Bruno Alomar : Les engagements que la France a pris vis-à-vis de Bruxelles sont principalement pris au titre du pacte de stabilité et de croissance : retour à des finances publiques assainies, etc. Mais dans les faits, il n’y a aucun engagement réel. Cela fait bien longtemps qu’on a compris que le pacte de stabilité et de croissance et plus largement les règles européennes étaient incapables de forcer la France à remettre ses finances publiques dans un état compatible avec les règles européennes. En fait tout s’est joué à l’automne 2003, quand la France, sous le gouvernement Raffarin, s’est entendue avec l’Allemagne pour ne pas respecter les règles. Depuis, la succession des crises et l’incapacité des dirigeants (Sarkozy, Hollande, Macron) ont fait le reste.
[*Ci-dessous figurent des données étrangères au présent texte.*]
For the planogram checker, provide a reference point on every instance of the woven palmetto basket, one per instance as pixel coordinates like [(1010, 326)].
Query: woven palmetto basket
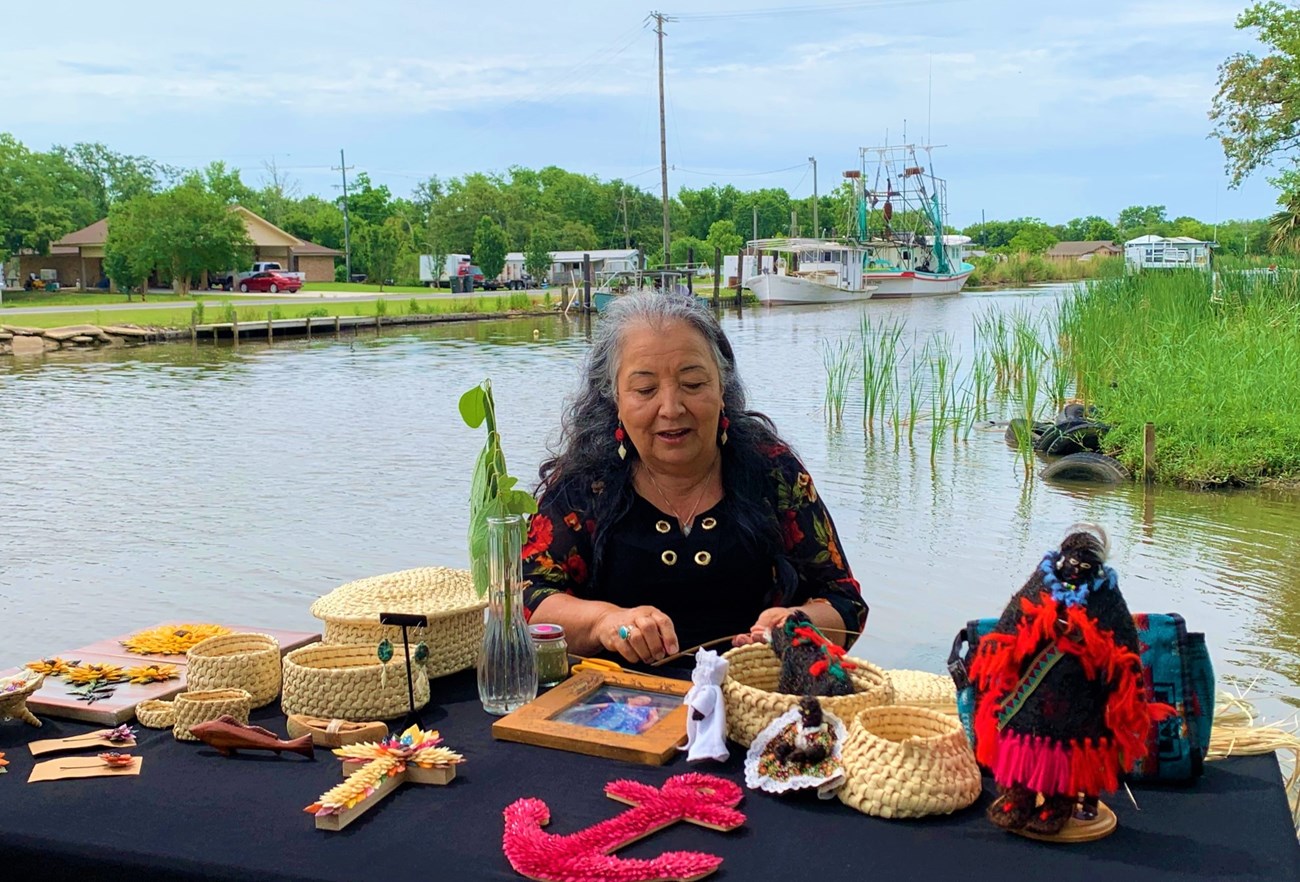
[(200, 705), (902, 761), (446, 596), (924, 690), (235, 661), (347, 683), (753, 703)]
Pour ce qui concerne l’UE, interrogé par des « petits pays » sur la mansuétude de la Commission à l’égard de la France, le Président de la Commission Juncker avait fini par admettre « France is different ». Traduisez : "la France est trop grande pour être contrainte".

Don Diego De La Vega : Pas grand-chose. Tout dépend de ce qu’on appelle engagement. Il y a la pensée magique « je souhaiterais », à la Macron. Il y a les engagements couchés sur papier qu’on fait valider à nos partenaires. Et ensuite il y a les engagements gravés dans le marbre sous forme de traités ou autre. Bruxelles souhaite un processus de réformes « structurelles » qui ont été demandées et rebrandées depuis dix ans. Ce sont des réformes de l'offre productive, puisqu’il y avait des rigidités nominales et réelles en zone euro. Il y en a toujours d’ailleurs. Ainsi, Bruxelles recommande des réformes sur le marché du travail, la fiscalité, les retraites, etc. « en vue de corriger des déséquilibres macroéconomiques ».  La France s’engage régulièrement sur le sujet, et dit qu’elle fait des progrès sur ces sujets via des réformes sectorielles ou transversales. Nous n’avons pas pris d’engagement ferme à faire une retraite et nous avons encore moins spécifié les modalités de cette dernière. Edouard Philippe proposait en 2019 une réforme bien différente. Nous ne nous sommes pas engagés sur un timing ou sur un montant de dépenses à économiser. Notre engagement reste à portée générale. Il vise un alignement à terme avec les autres pays européens sur différentes normes, notamment les retraites.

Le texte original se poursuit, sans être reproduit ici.